Scientists are currently researching why Steller sea lion populations are declining. Possible reasons for this include an increase in parasites, disease, predation by killer whales, quality and distribution of food, environmental factors and nutritional stress caused by natural changes in the abundance of key prey species, or by competition with other species orhumans for food.
The North Pacific Universities Marine Mammal Research Consortium
In 1993 the North Pacific Universities Marine Mammal Research Consortium, began to study the declining population of Steller sea lions. The Consortium is a group of graduate students and faculty members from the universities of Alaska, British Columbia, Washington and Oregon State. These researchers have undertaken a combination of field, captive and lab studies for research. The studies emphasize the effects of changes in types of prey on sea lion condition, health and energy balance. You can learn more about the Consortium on this web site.
Steller sea lions or harbour seals?
Steller sea lions are larger and have longer flippers. They are very vocal, territorial and can be aggressive with one another.

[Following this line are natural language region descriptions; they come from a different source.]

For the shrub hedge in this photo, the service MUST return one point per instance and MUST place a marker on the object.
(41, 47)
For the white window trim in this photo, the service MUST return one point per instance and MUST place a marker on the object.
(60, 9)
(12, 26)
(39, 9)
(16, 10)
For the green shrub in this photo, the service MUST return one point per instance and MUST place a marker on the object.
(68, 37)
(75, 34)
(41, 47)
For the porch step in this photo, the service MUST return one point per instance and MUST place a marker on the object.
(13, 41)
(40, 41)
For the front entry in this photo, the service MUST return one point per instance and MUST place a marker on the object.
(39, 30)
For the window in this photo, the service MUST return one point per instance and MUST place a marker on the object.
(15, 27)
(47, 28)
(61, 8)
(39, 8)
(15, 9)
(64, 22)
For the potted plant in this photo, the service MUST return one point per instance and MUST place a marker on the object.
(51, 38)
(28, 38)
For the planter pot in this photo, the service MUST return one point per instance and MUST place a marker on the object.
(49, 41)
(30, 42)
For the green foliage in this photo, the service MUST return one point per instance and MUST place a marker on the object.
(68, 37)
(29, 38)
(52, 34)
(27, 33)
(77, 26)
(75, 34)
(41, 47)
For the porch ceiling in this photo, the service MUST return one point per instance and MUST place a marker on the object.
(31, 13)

Sea lions are also able to support themselves on their front two flippers and can pull their hind flippers under their bodies to walk.

Sea lions swim with their front flippers, while seals swim with their hind flippers.

Seals have a smaller and sleeker torpedo shaped body. They rarely vocalize, are quite shy and are less gregarious than sea lions.

Seals do not use their flippers to support their bodies and move by sliding or shuffling.

Curious Facts
Males have a higher mortality rate than females.

By ten years of age, there is a 3:1 ratio of females to males.

It is difficult to study Steller sea lions in the wild, because Steller sea lions are extremely skittish, especially in the winter.

Stones are commonly found in Steller sea lions’ stomachs from pebbles to stones up to 12 cm in diameter!

Scientists are not certain if these rocks are swallowed by accident or if they serve a useful function.

It is speculated that they might help grind up fish, or act as a ballast when diving, or might help ward off hunger pangs when the animals are fasting on shore.

The deepest dive recorded for a Steller sea lion was 424 m.